Movie epic to showpiece Ireland's attractions

Multi-million euro epic movie Tristan and Isolde is expected to attract more films to shoot on Ireland’s western shores after it opens in cinemas across Europe this week.

Movie epic to showpiece Ireland's attractions

Multi-million euro epic movie Tristan and Isolde is expected to attract more films to shoot on Ireland’s western shores after it opens in cinemas across Europe this week.

Film chiefs said the scenes shot for Sir Ridley Scott’s medieval epic in Ireland will show the unique countryside to the the world.

The film, starring Sophia Myles as Isolde and James Franco as Tristan, filmed scenes in Connemara, at Ballinahinch Castle, Delphi Lake, Glassillaun Beach, King’s Beach and Lough Nafooey.

Naoise Barry, film commissioner with the Irish Film Board, said the movie was the first major Hollywood production to shoot in the west of Ireland since The Field in 1990 and The Quiet Man in 1952.

“While The Field shot in the same neck of the woods as Tristan and Isolde, it didn’t show off the coastline to the same extent,” he said. “I can’t really think of a film in the last 20 or 30 years that shows off the West Coast to that extent. it may be a significant catalyst in creating some tourism traffic to the Mayo and Galway coastline.”

Mr Barry said: “In the main the majority of film production occurs on the east coast.”

The film commissioner said the movie would make producers and the public more aware of what the west of Ireland has to offer when it opens in the UK and European cinemas this week.

“I have seen the film, it looks fantastic,” he said. “Ridley and Tony Scott had a very positive experience working here. The film has done great at the US box office, and they have high expectations for how it will perform in its UK and Europe release.”

Mr Barry revealed he hopes the success of the shoot would have a knock-on effect in attracting other Hollywood directors to shoot along the rugged coastline.

He said it had been a complicated shoot but the National Parks and Widelife Service aided in filming in the environmentally protected areas.

Sir Ridley, of Gladiator fame, said the myth originated as a Celtic legend from the Dark Ages, between the fall of the Roman Empire and the Renaissance.

The medieval legend of Tristan and Isolde sees the young lovers become doomed against the forces of royal politics. English knight Tristan wins the hand of Isolde, the daughter of an Irish King, for his own leader, threatening peace in the region.

The director, Kevin Reynolds, spent months scouting Romania, France, Scotland and England before choosing the west coast of Ireland and the Czech Republic.

“In many ways, we’re creating a place which in fact does not exist,” said Reynolds. “So we looked to marry the best of Ireland and the best of the Czech Republic into this fabricated, imaginary place.”

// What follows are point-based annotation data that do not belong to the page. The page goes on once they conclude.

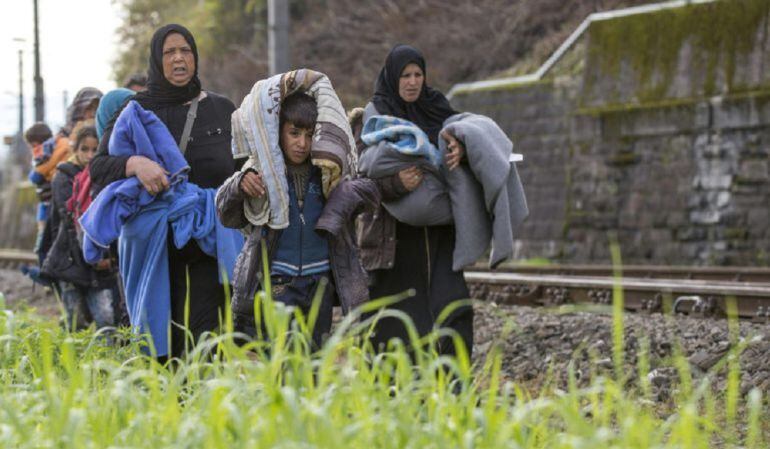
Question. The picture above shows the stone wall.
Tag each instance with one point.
(671, 162)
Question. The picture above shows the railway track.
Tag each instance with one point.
(702, 291)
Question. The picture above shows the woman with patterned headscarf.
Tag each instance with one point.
(399, 256)
(172, 85)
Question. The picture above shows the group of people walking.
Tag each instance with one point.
(218, 183)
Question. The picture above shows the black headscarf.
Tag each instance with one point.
(429, 110)
(160, 92)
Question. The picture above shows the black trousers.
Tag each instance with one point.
(423, 261)
(206, 295)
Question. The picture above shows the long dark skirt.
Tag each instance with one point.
(206, 295)
(423, 261)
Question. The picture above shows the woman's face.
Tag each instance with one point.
(86, 150)
(178, 60)
(410, 83)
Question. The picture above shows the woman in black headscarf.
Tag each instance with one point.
(171, 86)
(399, 256)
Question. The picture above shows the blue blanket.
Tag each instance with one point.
(125, 209)
(403, 135)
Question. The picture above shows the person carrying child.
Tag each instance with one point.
(296, 196)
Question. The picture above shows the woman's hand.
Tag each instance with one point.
(152, 176)
(456, 150)
(252, 185)
(410, 177)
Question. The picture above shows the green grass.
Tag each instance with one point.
(60, 390)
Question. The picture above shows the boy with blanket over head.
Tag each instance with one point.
(295, 196)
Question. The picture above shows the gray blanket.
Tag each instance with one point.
(484, 199)
(385, 160)
(488, 201)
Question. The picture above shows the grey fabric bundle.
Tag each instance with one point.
(385, 160)
(488, 200)
(484, 199)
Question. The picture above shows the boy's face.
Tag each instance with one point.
(86, 150)
(295, 143)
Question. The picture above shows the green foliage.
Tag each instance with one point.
(75, 391)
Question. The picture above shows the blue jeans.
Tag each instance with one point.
(86, 304)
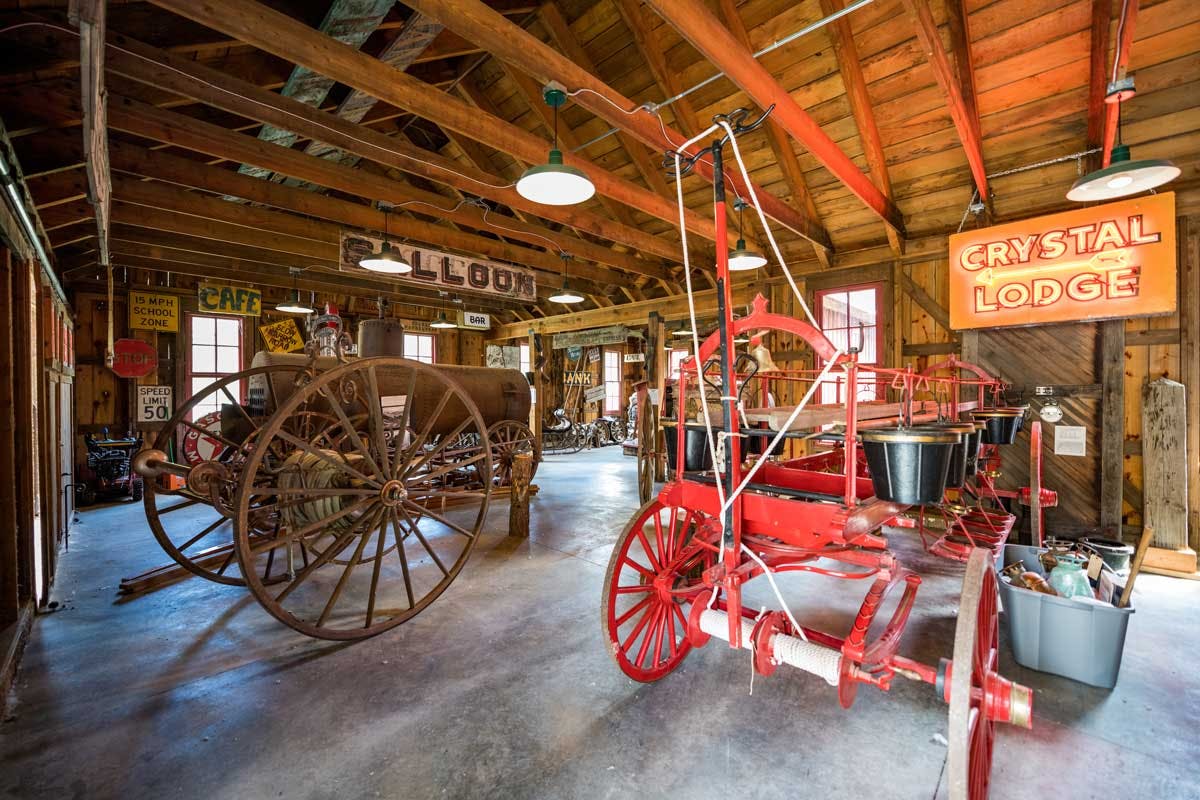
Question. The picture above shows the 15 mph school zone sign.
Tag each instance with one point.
(1096, 263)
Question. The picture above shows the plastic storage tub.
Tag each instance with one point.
(1065, 637)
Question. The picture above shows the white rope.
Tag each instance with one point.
(766, 227)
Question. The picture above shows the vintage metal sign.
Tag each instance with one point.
(133, 358)
(154, 403)
(610, 335)
(474, 319)
(225, 299)
(154, 312)
(282, 336)
(444, 270)
(1097, 263)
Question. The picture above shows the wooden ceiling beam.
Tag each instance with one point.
(841, 35)
(505, 41)
(1120, 65)
(960, 103)
(1098, 74)
(210, 86)
(640, 25)
(291, 38)
(564, 40)
(706, 32)
(780, 144)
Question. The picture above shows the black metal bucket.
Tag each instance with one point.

After choosing wild and rugged areas to create the Dark Ages-era, the producers, which included Morgan O’Sullivan and James Flynn in Octagon Films, said the remoteness and changeable weather provided challenges for the production.

Reynolds said the set of Isolde’s father, King Donnchadh’s castle, was built on a small island on the west coast of Ireland on the beaches of Glassillaun, Co Galway.

“We really wanted a feeling that this place has been here for an awfully long time, so we tried to blend the castle into the landscape, because that’s what the people would have been influenced by,” production designer Mark Geraghty said.

“And also the weather. We had to build something that would stand up to the winds and the hardship that they would have endured in real life.”

The producers said the tragic story about forbidden love came long before the legend of Arthur and Guinevere in Camelot and Shakespeare’s Romeo and Juliet.